廊下に出ると真っ直ぐに職員室へ向かう。そこで始業の準備をしていた担任の藤本先生を見つけて声をかけた。
「すみません。鈴原の体が心配なので今日は早退させます」
「え? どうしたの、鈴原さん? ……確かに様子が変ね」
鈴原の顔には僕の知ってる凛とした表情は戻っていない。湊川からの仕打ちで心が病んでいることもあるけど、僕の仕掛けたこの状況を理解するのに必死だから他のことに構っていられないんだろう。
「僕がタクシーで鈴原の家まで送っていきます」
「そう。鈴原さんのご両親には?」
「これから連絡します。落ち着いたら学校に連絡があると思います」
鈴原と一緒に玄関に向かい、そこで靴を履き替えた僕はスマホのアプリでタクシーを呼んだ。それが終わっても鈴原はまだ上履きのままだった。
「……どういうつもり?」
教室を出てから初めて鈴原が口を利いた。状況を理解するには僕に理由を尋ねるしかないという正解にようやくたどり着いたようだ。
「お腹に子どもがいるんだろ?」
「……神崎には関係ない」
「鈴原はさっき、あなたの子よって言いかけたんだろ」
「……」
「教室のあんなに人がいる場所でそんなことを言ってたら、もし僕が『無関係です』と言ってもあの場は収まらなかったぞ」
「……」
「困ってるんだろ、鈴原。そのことでは僕に考えがあるんだ。だけど、いきなり任せてくれと言われても信用なんてできないよね」
言葉を返さない鈴原は僕を無視しているわけじゃない。どう答えればいいのかわからないだけだ。
「まだ信用しなくていいから僕と取引をしよう。さっきの発言で鈴原は僕に借りがあるよね。申し訳なかったと思うならこれから半日だけでいいから僕に付き合ってよ。鈴原が応じてくれるなら、さっきの発言のせいでどんな噂になっても僕は納得できるから」
鈴原の性格はよく知っている。こんな風に負い目を利用されたら生真面目な彼女には断れないはずだ。

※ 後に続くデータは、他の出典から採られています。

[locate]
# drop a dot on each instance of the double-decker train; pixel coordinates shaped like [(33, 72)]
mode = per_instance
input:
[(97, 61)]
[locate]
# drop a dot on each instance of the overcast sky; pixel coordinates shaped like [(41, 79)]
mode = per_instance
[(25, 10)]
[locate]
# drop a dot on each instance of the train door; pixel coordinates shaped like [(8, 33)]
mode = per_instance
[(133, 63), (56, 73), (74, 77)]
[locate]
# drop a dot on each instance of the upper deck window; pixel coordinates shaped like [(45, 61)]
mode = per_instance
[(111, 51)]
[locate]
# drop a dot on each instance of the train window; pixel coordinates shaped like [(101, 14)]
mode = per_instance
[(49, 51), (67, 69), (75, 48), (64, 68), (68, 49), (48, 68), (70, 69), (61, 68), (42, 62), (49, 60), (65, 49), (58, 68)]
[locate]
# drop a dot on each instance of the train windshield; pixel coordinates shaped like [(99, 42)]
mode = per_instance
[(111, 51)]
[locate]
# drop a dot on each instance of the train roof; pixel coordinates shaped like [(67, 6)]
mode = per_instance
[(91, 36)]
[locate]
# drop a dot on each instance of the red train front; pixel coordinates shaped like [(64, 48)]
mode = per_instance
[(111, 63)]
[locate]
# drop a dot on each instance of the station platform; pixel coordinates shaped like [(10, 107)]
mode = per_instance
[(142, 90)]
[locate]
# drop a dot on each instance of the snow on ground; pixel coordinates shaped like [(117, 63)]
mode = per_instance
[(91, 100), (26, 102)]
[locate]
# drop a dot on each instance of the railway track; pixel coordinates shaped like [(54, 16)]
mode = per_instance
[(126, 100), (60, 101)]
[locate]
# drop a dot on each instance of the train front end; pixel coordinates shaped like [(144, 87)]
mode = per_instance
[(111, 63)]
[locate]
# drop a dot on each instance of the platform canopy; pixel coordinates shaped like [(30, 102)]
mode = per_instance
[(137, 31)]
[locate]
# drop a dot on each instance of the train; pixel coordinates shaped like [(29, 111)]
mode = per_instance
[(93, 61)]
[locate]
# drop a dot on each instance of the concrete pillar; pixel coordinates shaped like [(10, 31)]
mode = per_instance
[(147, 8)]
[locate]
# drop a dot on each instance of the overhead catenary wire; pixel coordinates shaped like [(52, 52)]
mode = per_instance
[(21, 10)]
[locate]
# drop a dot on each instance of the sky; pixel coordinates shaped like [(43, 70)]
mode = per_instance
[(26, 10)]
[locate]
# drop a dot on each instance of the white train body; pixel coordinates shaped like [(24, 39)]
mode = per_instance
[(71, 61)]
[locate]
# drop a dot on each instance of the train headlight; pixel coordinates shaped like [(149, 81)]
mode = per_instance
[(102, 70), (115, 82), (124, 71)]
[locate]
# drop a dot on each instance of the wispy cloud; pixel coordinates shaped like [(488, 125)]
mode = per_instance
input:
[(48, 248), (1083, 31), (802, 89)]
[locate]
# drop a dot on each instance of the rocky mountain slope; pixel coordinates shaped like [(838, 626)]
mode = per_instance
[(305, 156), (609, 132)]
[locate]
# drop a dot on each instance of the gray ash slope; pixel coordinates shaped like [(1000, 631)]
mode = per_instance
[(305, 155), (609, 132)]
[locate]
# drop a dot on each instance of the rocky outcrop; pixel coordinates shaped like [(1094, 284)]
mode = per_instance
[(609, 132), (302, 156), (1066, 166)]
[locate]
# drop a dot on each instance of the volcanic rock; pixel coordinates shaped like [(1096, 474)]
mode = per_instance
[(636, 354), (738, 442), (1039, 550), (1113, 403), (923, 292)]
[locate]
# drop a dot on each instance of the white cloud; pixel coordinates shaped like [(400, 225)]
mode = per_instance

教室では大きなことを言ったけど、これからどうなるかは僕にもまだわからない。彼女がこれから僕の無茶に応じてくれるかどうかでこの先の運命が決まることになる。
10分ほどで校門にタクシーが着いた。僕たちが乗り込んだタクシーはアプリに入力した場所に向けて走り出した。
あれから鈴原は一言も口をきいていない。諦めたような表情で窓の外を全く見ずに膝の上で握った自分の手を見つめていた。
その憂に満ちた顔をこれからどう変えられるか。僕はこれから自分がしようとしていることを思って武者震いした。その後で2人がどうなるのかはまだ僕にもわからない。
確かなのは、小学校から続いていた『男子の中では仲が良い方』という鈴原との関係が、これで終わるということだ。